India Proves Critics Wrong on Kashmir
While much of the world treated it with opprobrium two years ago, subsequent events show the Indian government’s move was both wise and prescient.
Thursday marks the second anniversary since India’s President Ram Nath Kovind revoked Kashmir’s special status under Article 370 of India’s constitution. In effect, the move ended Kashmir’s autonomy and turned Kashmir into a union territory equal in status to Delhi or the Andaman and Nicobar Islands. While the international community largely condemned India’s move and Pakistan reacted with outrage, both countries acted out of ignorance. Diplomats may have condemned the change to the status quo but, as legal specialist Kelly Buchanan noted for the nonpartisan Library of Congress noted, India’s Constitution categorized Articles 370 and 371 as “Temporary, Transitional and Special Provisions,” which means they never meant to be permanent. Technically speaking, the Indian government’s actions were legal. While the change in status meant the application of the Indian constitution and 890 Central laws in Jammu Kashmir, many of these brought progressive change, including the Scheduled Caste and the Scheduled Tribes Act that forbade targeting and atrocities against lower castes; the Whistleblowers Protection Act, and the Right of Children to Free and Compulsory Education Act. Women in Jammu and Kashmir get full rights that Jammu and Kashmiri law had previously denied them. That prominent human rights groups like Human Rights Watch ignore such changes suggests they prioritize politics above their founding principles.
Pakistan’s complaints meanwhile were hypocritical: It had imposed state control over Gilgit-Baltistan, a region of Kashmir occupied by Pakistan. Nor did the Indian government’s move come out of nowhere: India’s own war on terror—made necessary by Pakistan’s sponsorship and support for Kashmiri terrorism—made the move necessary. Incidents of terrorism within Jammu and Kashmir dropped by more than half from 455 to 211 in the 402 days before versus the same period after the abrogation of Article 370. As importantly, there was a 40 percent decline in the involvement of Kashmiri youth in terror attacks. The withdrawal of U.S. troops from Afghanistan—and with the U.S. Special Envoy’s empowerment of the Taliban—make the Indian decision to change Kashmir’s status prescient given the near-certainty that Afghanistan will soon revert to strategic depth for myriad anti-Western and anti-Indian terrorist groups.

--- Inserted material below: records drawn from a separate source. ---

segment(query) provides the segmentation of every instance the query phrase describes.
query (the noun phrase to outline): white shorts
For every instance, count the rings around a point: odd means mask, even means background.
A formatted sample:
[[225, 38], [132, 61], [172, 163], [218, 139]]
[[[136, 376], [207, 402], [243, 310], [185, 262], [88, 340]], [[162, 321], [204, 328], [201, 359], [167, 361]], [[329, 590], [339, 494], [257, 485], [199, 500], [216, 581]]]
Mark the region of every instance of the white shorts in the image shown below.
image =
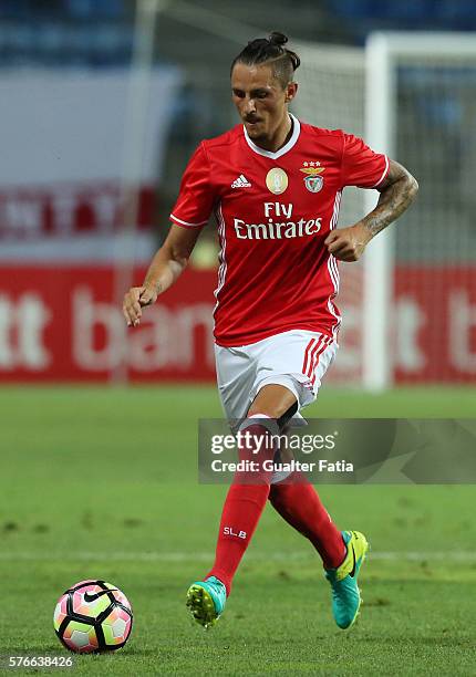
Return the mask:
[[[259, 390], [269, 384], [290, 389], [299, 409], [314, 402], [338, 344], [323, 334], [291, 330], [237, 347], [215, 345], [218, 390], [225, 416], [247, 415]], [[293, 425], [306, 425], [298, 413]]]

India accompanied the initial announcement of the change in status with a crackdown that Western politicians and human rights activists widely condemned. First impressions matter. Many progressive politicians in Washington and well-meaning officials in Europe assume the measures that accompanied the change-in-status remain unaltered and that Kashmir is, essentially, under military rule.
Subsequent developments, however, tell a different story. In October 2019, the Blocks (loosely rural counties) held their first-ever elections in which locals chose 310 block development council chairpersons from 1,092 candidates. The polls were popular with a 98 percent turnout, perhaps because they were so local, although some critics poured cold water on the numbers. Even if such criticism is legitimate, the accomplishment is real.

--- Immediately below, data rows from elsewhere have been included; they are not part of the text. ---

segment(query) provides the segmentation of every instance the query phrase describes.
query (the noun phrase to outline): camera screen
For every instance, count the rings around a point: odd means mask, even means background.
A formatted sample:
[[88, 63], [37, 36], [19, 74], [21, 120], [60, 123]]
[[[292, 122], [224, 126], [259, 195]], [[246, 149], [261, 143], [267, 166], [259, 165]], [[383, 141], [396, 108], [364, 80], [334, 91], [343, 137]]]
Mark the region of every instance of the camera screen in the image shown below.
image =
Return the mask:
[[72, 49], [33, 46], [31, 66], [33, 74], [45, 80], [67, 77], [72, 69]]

Nor is the Indian investment only in the symbolism of elections; the national government has put its money where its mouth is. It has begun work to link Jammu and Kashmir to the national rail network and has inaugurated seventeen power projects that should generate 3500 megawatts of electricity for the territory within four years, equivalent to the Hoover Dam. In March 2021, Indian Finance Minister Nirmala Sitharaman announced a $14.6 billion budget for the territory, 37 percent of which the government earmarked for development and infrastructure down to the District and Block Council level.
The Jammu and Kashmir government also signed a memorandum of understanding with the National Agricultural Cooperative Marketing Federation of India to help move regional produce across India and internationally. This could increase farmers’ take-home pay three-fold.
Within progressive policy circles, a derangement syndrome exists toward Narendra Modi that predates his rise to India’s premiership and lies in animosity toward the Bharatiya Janata Party. Certainly, not all of their criticism toward Modi is unfair but that does not mean that every action his administration takes should be subject to automatic condemnation. The revocation of Article 370 was controversial, but it did not occur in a vacuum. While much of the world treated it with opprobrium two years ago, subsequent events show the Indian government’s move was both wise and prescient.